Rigorous examinations of the tent and its contents were carried out. It was initially assumed that the partial burning of the canvas had resulted from an accidental overturning of the paraffin lamp as the group rushed out of their quarters during the second evacuation. This notion has since been scuppered by compelling evidence that suggests Manu intentionally ignited the material but the fire failed to take. The reason for this arson is unknown. Aside from minor burns and damaged doors, the tent showed no other indications of compromise.
Authorities originally suspected that Ole Aadland was responsible for the gruesome events at Uhkaava Pass. However, whilst responsible for the manslaughter of Anni Järvinen, he has been eliminated as the cause of the devastation. It has been established that he was the second to leave the tent after Anni and his tracks continued only one way to the river.

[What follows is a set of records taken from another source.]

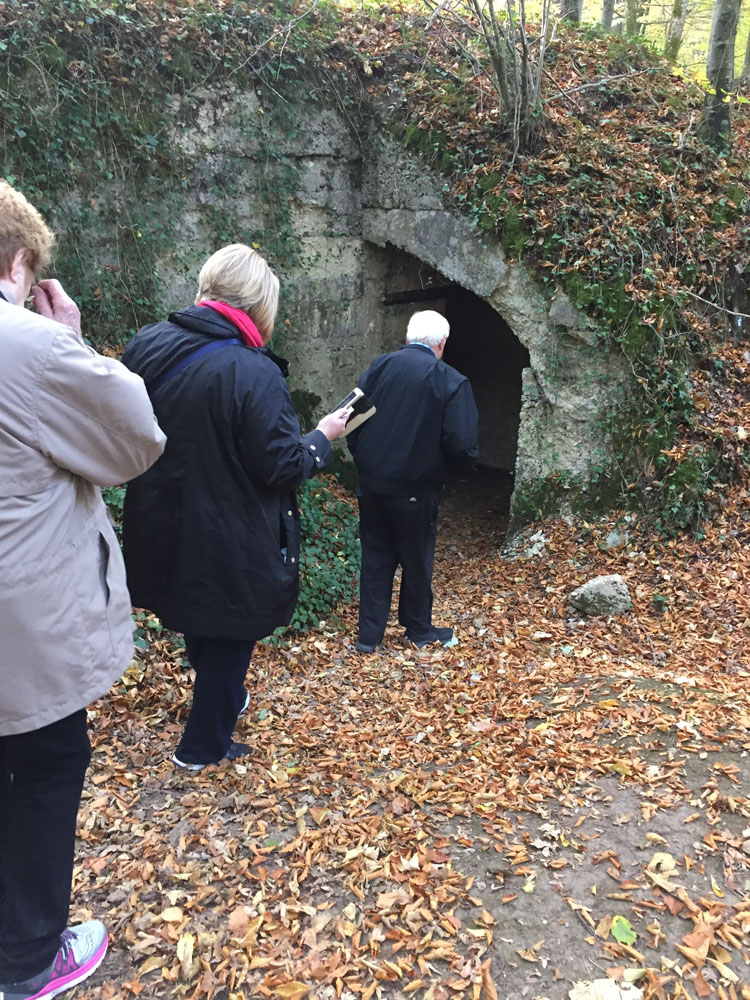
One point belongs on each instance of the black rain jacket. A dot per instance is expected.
(426, 422)
(211, 532)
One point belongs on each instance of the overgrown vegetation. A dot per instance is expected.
(330, 556)
(619, 202)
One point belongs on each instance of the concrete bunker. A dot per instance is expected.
(482, 346)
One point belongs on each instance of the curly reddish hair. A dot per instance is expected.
(22, 228)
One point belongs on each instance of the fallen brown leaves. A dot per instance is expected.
(450, 823)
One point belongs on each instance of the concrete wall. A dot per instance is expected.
(371, 221)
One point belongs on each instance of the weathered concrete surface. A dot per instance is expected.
(370, 221)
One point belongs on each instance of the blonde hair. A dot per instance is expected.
(22, 228)
(242, 278)
(428, 327)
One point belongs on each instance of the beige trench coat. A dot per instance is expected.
(70, 422)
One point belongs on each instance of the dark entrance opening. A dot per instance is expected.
(484, 348)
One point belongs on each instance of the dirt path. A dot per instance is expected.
(476, 821)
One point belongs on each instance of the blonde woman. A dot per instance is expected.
(211, 533)
(70, 422)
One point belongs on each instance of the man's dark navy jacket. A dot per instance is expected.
(426, 421)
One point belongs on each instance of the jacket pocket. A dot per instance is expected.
(104, 567)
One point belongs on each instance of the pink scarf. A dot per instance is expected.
(238, 318)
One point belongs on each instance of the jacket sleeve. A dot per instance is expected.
(272, 451)
(94, 417)
(460, 428)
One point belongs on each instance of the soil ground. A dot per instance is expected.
(444, 823)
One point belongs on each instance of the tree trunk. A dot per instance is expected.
(633, 13)
(570, 10)
(674, 29)
(720, 72)
(745, 75)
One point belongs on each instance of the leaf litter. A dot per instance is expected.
(552, 802)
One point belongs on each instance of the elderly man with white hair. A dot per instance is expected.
(425, 422)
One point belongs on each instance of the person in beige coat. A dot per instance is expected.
(71, 421)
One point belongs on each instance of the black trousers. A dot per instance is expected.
(41, 778)
(220, 668)
(393, 531)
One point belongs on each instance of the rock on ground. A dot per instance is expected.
(603, 595)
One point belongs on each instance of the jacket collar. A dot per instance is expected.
(420, 347)
(209, 323)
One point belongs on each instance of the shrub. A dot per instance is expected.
(330, 557)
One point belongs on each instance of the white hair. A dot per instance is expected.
(427, 327)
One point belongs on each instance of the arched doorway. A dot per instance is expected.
(484, 348)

Attacks from hostile locals or wild fauna such as lynx, wolverine or bear have also been eliminated as triggers for the destruction. No foreign human or animal prints were found at the scene. The group also had a hunting rifle (licenced to Manu Okkonen who was a very capable hunter) and two Bowie knives within the tent. It would appear that no attempt was made to utilize these weapons for self-defence, despite the fact they were close to hand. In fact, the only item missing from the tent was the hatchet.
The last piece of evidence present at the scene was a claw mark which ripped though the inner door of the tent. The claw mark entered the door near its top and travelled downwards leaving the material dangling in ribbons. The inner door was never unzipped as the group were able to move through the tattered remains of the inner door unimpeded. Again, officials had believed a carnivore may have been responsible for the devastation but an inspection of the claw mark revealed it was one swipe made from an animal with seven claws on one appendage. The door, while in its taut and undamaged state, would allow for one swipe and no more. The presence of seven claws ruled out any local fauna which would have a maximum of five. The lack of any DNA evidence also aided in eliminating a local predator as the culprit as no hair, saliva etc was found. The only item found was the unidentifiable black-blue hair on Manu’s body.

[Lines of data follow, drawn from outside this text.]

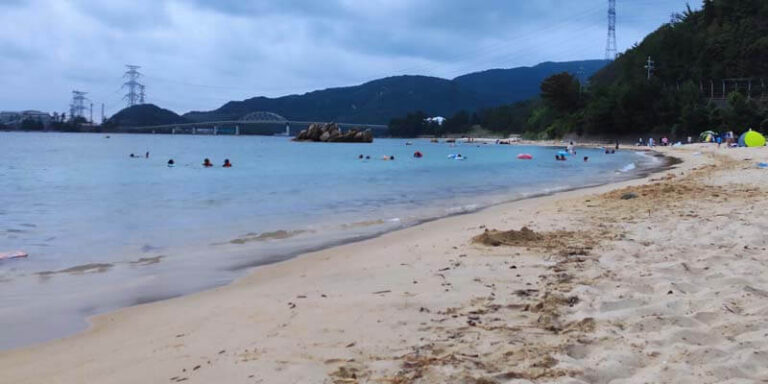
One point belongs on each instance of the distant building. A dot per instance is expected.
(9, 117)
(15, 118)
(437, 119)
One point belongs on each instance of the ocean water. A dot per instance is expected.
(104, 230)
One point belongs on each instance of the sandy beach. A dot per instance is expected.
(661, 279)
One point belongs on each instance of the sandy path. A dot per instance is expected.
(670, 286)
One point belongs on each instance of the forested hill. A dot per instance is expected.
(380, 100)
(725, 39)
(495, 87)
(144, 115)
(725, 42)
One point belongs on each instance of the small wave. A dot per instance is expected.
(266, 236)
(370, 223)
(80, 269)
(463, 209)
(627, 168)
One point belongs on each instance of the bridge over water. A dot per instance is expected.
(256, 123)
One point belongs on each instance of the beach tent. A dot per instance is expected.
(751, 139)
(708, 136)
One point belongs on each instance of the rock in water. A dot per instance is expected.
(331, 133)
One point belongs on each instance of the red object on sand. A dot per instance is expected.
(12, 255)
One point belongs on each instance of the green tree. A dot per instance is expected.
(561, 92)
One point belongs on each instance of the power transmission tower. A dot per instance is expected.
(135, 93)
(580, 75)
(77, 107)
(142, 94)
(650, 67)
(610, 46)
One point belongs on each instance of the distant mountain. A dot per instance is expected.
(495, 87)
(378, 101)
(144, 115)
(374, 102)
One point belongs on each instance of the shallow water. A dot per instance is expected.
(104, 230)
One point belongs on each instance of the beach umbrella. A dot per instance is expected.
(752, 139)
(707, 136)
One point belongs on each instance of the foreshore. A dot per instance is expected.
(659, 279)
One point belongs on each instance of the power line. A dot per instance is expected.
(135, 88)
(650, 67)
(610, 45)
(77, 107)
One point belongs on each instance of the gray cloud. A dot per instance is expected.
(198, 54)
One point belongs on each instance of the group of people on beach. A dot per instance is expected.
(368, 157)
(662, 141)
(206, 163)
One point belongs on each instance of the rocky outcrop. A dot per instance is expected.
(331, 133)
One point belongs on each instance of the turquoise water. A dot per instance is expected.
(104, 230)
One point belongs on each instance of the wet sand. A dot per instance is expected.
(662, 279)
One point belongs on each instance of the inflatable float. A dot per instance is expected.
(13, 255)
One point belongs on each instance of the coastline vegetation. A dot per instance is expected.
(710, 69)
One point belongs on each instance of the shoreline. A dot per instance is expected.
(330, 312)
(246, 268)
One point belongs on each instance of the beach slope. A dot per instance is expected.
(662, 279)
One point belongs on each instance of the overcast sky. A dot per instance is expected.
(198, 54)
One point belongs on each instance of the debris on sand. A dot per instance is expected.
(495, 238)
(629, 196)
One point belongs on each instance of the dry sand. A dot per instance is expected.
(657, 280)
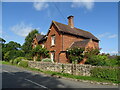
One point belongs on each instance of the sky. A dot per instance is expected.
(99, 18)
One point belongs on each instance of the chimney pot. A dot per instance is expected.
(70, 21)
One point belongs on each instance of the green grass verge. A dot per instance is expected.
(67, 75)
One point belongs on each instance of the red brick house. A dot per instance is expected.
(60, 37)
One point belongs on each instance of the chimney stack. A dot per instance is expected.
(70, 21)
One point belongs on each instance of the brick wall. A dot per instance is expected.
(77, 69)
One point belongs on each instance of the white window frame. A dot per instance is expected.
(52, 40)
(43, 45)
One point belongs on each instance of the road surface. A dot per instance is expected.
(16, 77)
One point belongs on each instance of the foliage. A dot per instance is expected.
(18, 59)
(75, 54)
(98, 60)
(118, 59)
(23, 63)
(11, 61)
(112, 62)
(27, 46)
(13, 54)
(40, 52)
(11, 50)
(2, 41)
(105, 73)
(90, 52)
(46, 60)
(11, 46)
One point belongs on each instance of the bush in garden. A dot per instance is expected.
(75, 54)
(23, 63)
(98, 60)
(46, 60)
(11, 61)
(18, 59)
(40, 52)
(107, 73)
(112, 62)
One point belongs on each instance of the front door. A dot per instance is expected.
(52, 56)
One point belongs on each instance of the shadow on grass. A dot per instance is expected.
(29, 80)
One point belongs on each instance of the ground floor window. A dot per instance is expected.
(52, 56)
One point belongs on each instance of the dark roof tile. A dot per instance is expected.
(80, 44)
(74, 31)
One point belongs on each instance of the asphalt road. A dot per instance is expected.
(15, 77)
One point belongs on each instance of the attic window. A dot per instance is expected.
(52, 40)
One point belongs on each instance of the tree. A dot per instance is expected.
(12, 50)
(27, 46)
(90, 52)
(2, 41)
(75, 54)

Anni was known to be the first to exit the tent during the second evacuation. She forced her way through the sealed outer door without undoing the zipper. Damage to the zipper, blood (identified as Anni’s) on the zipper-teeth and a small, fresh wound on her arm, confirm this theory. What remains a topic of debate amongst certain authorities is the nature of the claw mark. It was determined to have struck the inner door of the tent from within. Anni Järvinen fled through the tattered inner door and burst through the secure outer door. The others quickly followed.
While the authorities do not know the cause of the destruction that night on the Ukhaava Pass, one irrefutable, disturbing fact remains: the attack originated from inside the tent.